The petition cites as evidence that according to information on the website of the Center for Responsive Politics the following section 501(c) corporations made “independent expenditures” in the 2010 election and disclosed none of their contributors:
501 (c) Corporation |
Amount Spent on Independent Expenditures in 2010 Elections |
Disclosure of Contributors Funding Independent Expenditures in 2010 |
Crossroads GPS |
$16 Million |
None |
American Future Fund |
$7.4 Million |
None |
60 Plus Association |
$6.7 Million |
None |
American Action Network |
$5.6 Million |
None |
Americans for Job Security |
$4.4 Million |
None |
Americans for Tax Reform |
$4.1 Million |
None |
Revere America |
$2.5 Million |
None |
Although Section 109.10 was promulgated in its current form in 2003, 68 Fed.Reg. 404 et seq. (Jan. 3, 2003), the insufficiency of the current regulation has been heightened by the Citizens United decision. Prior to Citizens United, the bulk of independent spending was done by political committees, including party committees, which are required to disclose all of their donors of more than $200 to the FEC, or by 527 groups, which are required to disclose all of their donors of more than $200 to the IRS, or by individual spenders, for whom the donor disclosure issue is largely inapplicable. Thus, prior to Citizens United, there generally was comprehensive disclosure of donors to groups making independent expenditures. According to the FEC petition, the CRP website lists an additional twenty-four 501(c) corporations that made independent expenditures in the 2010 congressional elections and disclosed none of their contributors. Id. In addition, the CRP website lists the League of Conservation Voters as a section 527 organization that spent $3.9 million on independent expenditures n the 2010 elections and disclosed none of its contributors.

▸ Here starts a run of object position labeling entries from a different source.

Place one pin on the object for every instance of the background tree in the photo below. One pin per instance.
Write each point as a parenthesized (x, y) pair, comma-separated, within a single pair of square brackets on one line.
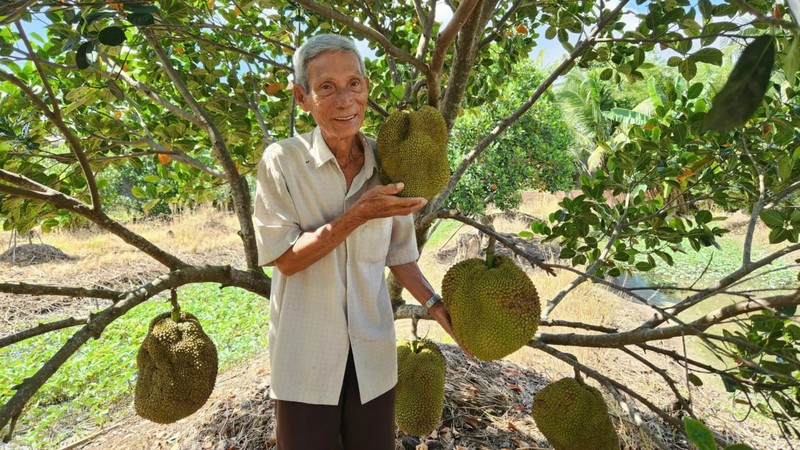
[(205, 83)]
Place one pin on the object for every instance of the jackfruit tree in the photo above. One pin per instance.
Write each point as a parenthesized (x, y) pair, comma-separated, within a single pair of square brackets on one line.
[(419, 394), (96, 95), (574, 416), (177, 364)]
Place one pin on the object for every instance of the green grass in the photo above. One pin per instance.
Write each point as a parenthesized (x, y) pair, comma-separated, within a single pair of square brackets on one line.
[(689, 267), (96, 385)]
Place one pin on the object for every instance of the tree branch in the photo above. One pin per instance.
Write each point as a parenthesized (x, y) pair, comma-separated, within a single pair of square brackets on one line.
[(65, 291), (239, 192), (60, 200), (429, 212), (695, 328), (57, 120), (42, 328), (252, 280), (503, 239), (335, 15)]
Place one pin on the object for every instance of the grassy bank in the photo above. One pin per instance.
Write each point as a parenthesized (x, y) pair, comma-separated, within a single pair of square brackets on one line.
[(96, 385)]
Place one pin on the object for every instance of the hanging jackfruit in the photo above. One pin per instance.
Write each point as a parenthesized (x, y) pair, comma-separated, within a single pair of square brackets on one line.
[(177, 364), (411, 149), (419, 394), (494, 310), (573, 416)]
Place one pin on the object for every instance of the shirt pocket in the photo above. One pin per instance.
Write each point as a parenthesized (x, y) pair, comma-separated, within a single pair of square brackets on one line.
[(373, 240)]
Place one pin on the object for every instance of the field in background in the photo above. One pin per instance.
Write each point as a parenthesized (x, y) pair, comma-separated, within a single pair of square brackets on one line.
[(98, 382)]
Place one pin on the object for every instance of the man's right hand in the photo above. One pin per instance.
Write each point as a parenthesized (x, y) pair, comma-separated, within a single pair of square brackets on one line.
[(381, 201)]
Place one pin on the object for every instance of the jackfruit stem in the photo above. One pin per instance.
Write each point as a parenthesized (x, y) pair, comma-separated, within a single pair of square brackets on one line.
[(175, 314), (490, 253)]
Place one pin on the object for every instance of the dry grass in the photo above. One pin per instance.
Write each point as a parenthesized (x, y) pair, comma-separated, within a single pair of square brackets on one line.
[(487, 403)]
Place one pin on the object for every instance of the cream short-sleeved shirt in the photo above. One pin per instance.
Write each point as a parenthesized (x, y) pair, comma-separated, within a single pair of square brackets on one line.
[(341, 301)]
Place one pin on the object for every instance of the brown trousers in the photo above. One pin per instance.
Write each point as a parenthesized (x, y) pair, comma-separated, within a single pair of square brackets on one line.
[(346, 426)]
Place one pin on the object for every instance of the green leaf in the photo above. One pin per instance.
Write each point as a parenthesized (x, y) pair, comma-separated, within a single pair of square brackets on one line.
[(138, 192), (674, 61), (708, 55), (703, 217), (746, 86), (791, 60), (112, 36), (772, 218), (694, 90), (141, 19), (84, 56), (699, 434)]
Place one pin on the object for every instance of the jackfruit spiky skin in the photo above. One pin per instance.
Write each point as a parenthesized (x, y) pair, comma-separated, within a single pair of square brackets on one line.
[(494, 311), (177, 364), (419, 394), (574, 416), (411, 149)]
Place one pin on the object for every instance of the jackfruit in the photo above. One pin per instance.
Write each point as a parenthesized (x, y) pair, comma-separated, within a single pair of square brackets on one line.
[(177, 364), (411, 149), (494, 310), (574, 416), (419, 394)]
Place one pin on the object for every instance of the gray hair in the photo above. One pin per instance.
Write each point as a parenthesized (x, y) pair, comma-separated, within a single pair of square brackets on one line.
[(314, 47)]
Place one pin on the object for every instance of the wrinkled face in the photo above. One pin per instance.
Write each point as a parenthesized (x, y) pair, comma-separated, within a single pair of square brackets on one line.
[(337, 94)]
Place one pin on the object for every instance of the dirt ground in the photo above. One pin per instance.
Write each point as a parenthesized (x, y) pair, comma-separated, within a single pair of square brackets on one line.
[(487, 403)]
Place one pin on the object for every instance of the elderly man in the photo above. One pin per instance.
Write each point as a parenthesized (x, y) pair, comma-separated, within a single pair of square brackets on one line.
[(330, 228)]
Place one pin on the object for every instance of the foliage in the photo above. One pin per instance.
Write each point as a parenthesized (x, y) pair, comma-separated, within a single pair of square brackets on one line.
[(101, 377), (202, 86), (515, 161)]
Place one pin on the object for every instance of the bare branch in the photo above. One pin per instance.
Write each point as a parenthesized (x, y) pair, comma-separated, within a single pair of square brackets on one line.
[(502, 238), (449, 33), (239, 192), (695, 328), (65, 291), (72, 140), (429, 213), (60, 200), (253, 281)]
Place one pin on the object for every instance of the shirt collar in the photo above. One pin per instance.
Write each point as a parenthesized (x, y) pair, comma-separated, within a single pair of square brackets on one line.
[(321, 153)]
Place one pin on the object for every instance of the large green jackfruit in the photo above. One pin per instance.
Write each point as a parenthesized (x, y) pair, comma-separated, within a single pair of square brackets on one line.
[(573, 416), (419, 394), (411, 149), (494, 311), (177, 365)]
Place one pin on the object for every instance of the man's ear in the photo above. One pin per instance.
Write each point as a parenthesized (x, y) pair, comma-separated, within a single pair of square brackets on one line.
[(301, 97)]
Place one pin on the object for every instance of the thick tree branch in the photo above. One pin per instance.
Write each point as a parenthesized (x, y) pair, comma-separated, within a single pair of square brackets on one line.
[(72, 140), (429, 212), (239, 192), (502, 238), (448, 34), (695, 328), (463, 62)]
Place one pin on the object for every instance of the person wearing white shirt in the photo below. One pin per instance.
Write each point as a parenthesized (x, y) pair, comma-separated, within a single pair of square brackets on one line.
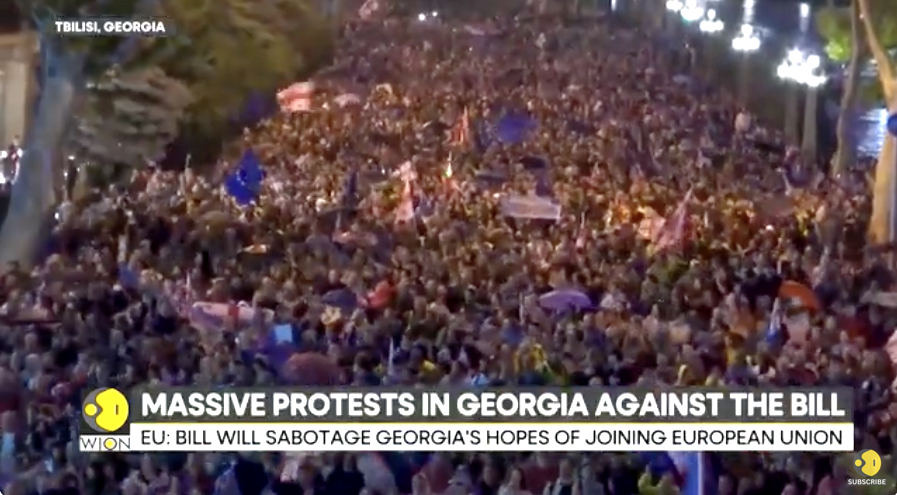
[(743, 122)]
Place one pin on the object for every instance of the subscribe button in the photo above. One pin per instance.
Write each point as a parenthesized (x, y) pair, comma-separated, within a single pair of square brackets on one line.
[(867, 464), (105, 410)]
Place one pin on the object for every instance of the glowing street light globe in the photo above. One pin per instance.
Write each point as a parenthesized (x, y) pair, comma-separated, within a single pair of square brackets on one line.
[(691, 12), (804, 69), (747, 40), (675, 5), (711, 24)]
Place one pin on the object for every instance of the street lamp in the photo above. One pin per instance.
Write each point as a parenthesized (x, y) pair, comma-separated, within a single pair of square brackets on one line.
[(691, 12), (747, 40), (745, 43), (802, 68), (711, 24), (675, 5), (805, 69)]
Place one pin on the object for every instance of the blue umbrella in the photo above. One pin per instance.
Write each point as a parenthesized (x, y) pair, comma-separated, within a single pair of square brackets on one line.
[(343, 299), (565, 299), (892, 124)]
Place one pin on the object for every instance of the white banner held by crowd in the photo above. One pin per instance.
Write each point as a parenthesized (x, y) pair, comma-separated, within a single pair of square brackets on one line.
[(534, 207)]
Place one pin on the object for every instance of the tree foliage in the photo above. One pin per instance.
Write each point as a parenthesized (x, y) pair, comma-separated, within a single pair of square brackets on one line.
[(128, 118), (223, 52), (239, 47), (833, 24)]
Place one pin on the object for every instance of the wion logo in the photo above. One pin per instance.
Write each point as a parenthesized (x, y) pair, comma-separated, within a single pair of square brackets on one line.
[(104, 422), (867, 464)]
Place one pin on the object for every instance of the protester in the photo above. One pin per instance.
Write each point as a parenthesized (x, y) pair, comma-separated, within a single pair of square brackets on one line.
[(529, 201)]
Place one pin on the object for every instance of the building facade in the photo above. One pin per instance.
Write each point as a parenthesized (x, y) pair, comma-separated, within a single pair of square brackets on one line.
[(18, 55)]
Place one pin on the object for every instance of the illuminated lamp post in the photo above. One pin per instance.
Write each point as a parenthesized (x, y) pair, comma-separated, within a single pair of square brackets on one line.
[(804, 69), (711, 23), (746, 43)]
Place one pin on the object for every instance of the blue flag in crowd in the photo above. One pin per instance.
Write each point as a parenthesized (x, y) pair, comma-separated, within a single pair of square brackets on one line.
[(250, 170), (239, 191), (694, 472), (514, 129), (243, 184)]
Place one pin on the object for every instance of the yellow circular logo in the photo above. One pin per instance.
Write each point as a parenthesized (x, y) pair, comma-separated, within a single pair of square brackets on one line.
[(867, 463), (105, 410)]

The FEC petition states that the Supreme Court’s decision in Citizens United to allow corporations to make expenditures in federal elections has opened the door to the use of non-profit corporations as vehicles to hide donors whose funds are used to pay for independent expenditures. The petition states:
Post-Citizens United, however, corporations, including non-profit corporations, and labor organizations are now able to use their treasury funds to make independent expenditures and to contribute funds to other corporations that make independent expenditures. This has created a new universe of independent spenders who can raise and spend contributions from other persons (including from corporations and labor organizations) to finance their independent expenditures. And that development has in turn highlighted the insufficiency and illegality of the Commission’s existing regulation on disclosure of contributors to corporations and labor organizations that make independent expenditures.
The petition requests the FEC to amend the existing regulation to require disclosure of all contributions over $200 made to entities that make independent expenditures, as required by existing law.